The Speaker will need all his accumulated political capital as both the FY12 budget and the upcoming vote to increase the federal debt limit loom.  Both will present challenges well beyond anything that the CR demanded.

This Wednesday, if administration sources are to be believed, President Obama will unveil his comprehensive fiscal plan.  If he does so, it will be an abrupt turn of strategy for this president.  On health care reform and other major issues during the 111th Congress, Obama was content to vaguely call for action, but was careful not to issue any detailed plan himself.  He followed the same strategy ("it's Congress' problem, not mine") on the Continuing Resolution.  His budget for FY 12 contained nothing of note, beyond allowing federal deficits to continue at $1 trillion or more for another decade.

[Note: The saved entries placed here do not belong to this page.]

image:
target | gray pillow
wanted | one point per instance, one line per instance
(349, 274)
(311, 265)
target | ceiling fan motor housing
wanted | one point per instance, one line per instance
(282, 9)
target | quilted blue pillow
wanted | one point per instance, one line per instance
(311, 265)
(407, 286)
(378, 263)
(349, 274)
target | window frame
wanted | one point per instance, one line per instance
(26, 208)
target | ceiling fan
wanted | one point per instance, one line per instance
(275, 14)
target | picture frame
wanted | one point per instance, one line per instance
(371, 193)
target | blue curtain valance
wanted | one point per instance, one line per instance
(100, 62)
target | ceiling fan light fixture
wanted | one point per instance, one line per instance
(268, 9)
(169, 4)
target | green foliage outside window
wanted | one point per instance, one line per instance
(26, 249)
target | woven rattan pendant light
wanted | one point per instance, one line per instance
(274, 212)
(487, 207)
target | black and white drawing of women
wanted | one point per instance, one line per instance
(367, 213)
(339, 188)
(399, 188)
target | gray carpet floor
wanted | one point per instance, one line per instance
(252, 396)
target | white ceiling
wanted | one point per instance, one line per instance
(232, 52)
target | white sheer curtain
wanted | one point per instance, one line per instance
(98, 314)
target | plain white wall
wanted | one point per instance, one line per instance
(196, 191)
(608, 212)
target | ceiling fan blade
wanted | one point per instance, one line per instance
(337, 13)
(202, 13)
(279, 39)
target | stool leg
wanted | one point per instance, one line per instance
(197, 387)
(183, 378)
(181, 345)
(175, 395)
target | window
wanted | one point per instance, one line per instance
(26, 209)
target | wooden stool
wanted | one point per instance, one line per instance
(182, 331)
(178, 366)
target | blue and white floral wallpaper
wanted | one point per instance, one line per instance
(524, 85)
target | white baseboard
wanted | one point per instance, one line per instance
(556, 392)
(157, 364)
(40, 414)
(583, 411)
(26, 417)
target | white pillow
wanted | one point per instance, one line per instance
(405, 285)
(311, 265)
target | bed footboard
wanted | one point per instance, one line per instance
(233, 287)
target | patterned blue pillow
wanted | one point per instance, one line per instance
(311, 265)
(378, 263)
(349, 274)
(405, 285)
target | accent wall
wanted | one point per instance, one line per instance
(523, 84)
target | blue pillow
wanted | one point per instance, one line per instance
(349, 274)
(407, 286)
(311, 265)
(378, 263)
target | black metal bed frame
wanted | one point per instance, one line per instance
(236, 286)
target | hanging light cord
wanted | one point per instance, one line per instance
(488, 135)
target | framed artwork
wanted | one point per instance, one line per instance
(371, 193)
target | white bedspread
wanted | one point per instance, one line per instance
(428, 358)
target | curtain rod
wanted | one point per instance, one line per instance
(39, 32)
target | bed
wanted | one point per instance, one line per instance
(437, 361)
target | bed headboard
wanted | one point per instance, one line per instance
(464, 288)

Color us skeptical.  At this moment, it’s not hard to hear the political arm of the White House (and campaign in Chicago) urging the President to be cautious and vague.  After all, the House Budget Committee Chairman has revealed a FY12 budget that touches all the sensitive areas of the budget: Medicare, Medicaid, other entitlements.  Political strategists within the Democratic Party must hope that they can just pull out the 30-second commercials and blogposts that hurt the GOP in the 2008 once again in November 2012.

At least two members of the administration give fiscal hawks some comfort: Jack Lew at the Office of Management and Budget and Gene Sperling, the President's economic advisor.  Both were critical players in the 1997 budget deal between President Clinton and Republicans in Congress.  If allowed to follow their instincts, Lew and Sperling may be able to persuade Obama to ignore the purely political voices in his party.

Before the president reveals his ideas on Wednesday, Rep. Chris Van Hollen, senior Democrat on the House Budget Committee, will produce his own budget Tuesday.  Details remain pretty sparse on the Van Hollen plan, but rest assured that it will differ fundamentally from the Ryan plan outlined last week.

It may well be a triumph of hope over experience to believe that something positive may come of all the machinations of the week ahead.  But, given the dismal fiscal landscape ahead, we can be forgiven for briefly seeing the oasis instead of the vast desert surrounding it.